Content and housekeeping.
A very brief bio or even just your job title. Don’t share your life story, these are valuable minutes!
Webinars are visual. On the screen, in your face. Use lots of images rather than text to show your audience around. If you have text, don’t read it word-for-word, let it complement what you’re saying. Update your presentation, use Canva or get professional help if you need, but it needs to look good. In travel and tourism, we are lucky to have access to beautiful images to do the educating and selling for us. Use brand libraries of tourism boards (sticking to the rules of course).
Be you. Of course be a happy, animated version of you, but be authentic. Also include some personal insights, experiences or anecdotes to personalise your content a little.
Itinerary examples. It’s all very well to ‘sell’ someone on the idea of visiting a destination but what does a package look like, how many days do they need etc.
Call-to-action. In normal words, ‘what next?’ What do you want your audience to do – visit your website/sign up for your mailing list/join a program? You need to ask them specifically and not just throw up your website and social links on your last slide for fun.

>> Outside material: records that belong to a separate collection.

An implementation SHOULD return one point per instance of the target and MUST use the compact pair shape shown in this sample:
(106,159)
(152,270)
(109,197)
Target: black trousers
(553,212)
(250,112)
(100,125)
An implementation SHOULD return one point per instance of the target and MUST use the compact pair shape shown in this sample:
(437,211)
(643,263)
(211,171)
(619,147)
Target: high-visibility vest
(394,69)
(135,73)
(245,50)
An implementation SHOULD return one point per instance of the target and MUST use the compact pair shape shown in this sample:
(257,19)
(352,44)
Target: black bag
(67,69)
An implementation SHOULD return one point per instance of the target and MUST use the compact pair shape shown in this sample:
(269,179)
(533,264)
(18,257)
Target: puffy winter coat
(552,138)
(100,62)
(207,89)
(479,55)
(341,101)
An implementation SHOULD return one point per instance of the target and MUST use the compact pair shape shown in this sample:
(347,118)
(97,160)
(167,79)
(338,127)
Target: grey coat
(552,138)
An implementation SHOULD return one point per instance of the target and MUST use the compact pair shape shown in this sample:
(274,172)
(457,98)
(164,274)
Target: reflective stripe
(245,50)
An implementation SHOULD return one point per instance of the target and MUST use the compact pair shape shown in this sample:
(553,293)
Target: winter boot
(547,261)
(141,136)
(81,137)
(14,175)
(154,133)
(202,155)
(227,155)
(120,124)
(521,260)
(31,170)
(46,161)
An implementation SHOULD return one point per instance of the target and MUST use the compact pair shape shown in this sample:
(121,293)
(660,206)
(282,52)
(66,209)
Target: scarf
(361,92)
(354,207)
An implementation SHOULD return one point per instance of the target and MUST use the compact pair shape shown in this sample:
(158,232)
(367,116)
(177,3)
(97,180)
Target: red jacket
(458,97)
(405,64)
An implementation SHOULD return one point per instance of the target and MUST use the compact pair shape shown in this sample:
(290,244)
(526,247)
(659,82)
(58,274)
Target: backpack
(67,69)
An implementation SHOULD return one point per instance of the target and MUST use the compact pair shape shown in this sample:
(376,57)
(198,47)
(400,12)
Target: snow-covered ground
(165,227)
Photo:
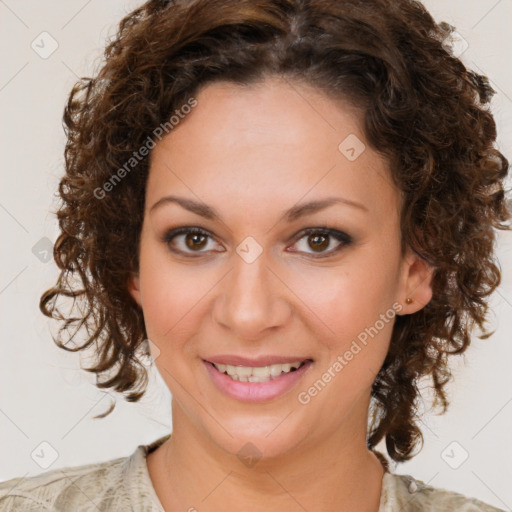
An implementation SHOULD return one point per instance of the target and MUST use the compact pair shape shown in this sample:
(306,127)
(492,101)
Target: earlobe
(416,285)
(134,288)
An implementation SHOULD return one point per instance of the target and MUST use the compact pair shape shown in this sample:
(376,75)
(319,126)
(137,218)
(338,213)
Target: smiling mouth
(259,373)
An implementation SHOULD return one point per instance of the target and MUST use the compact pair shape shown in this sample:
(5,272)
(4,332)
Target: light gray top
(124,484)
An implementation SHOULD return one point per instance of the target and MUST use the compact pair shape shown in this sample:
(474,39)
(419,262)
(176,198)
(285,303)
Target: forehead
(276,140)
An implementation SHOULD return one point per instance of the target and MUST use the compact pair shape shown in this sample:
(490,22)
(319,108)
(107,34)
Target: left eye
(196,239)
(320,240)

Interact. This can be done via Q&A, polls or a quiz slide at the end, the latter being a nice way to distribute any prizes on offer.
- Edit. Upload
Not all who register will come to a live webinar, so make sure you record your live sessions. You can either share them straight from your webinar software or download them as videos (MP4 files). I do a basic edit, cutting out the pre-and post-presentation chat so that the video is as clean and short as possible.
MP4 files are pretty large so the best way to store and share is on a video hosting channel i.e. youtube or Vimeo. Once uploaded to the channel you will get a unique URL you can share. Alternatively, you can copy the embed code if you want to display it as a video on your website. Voila!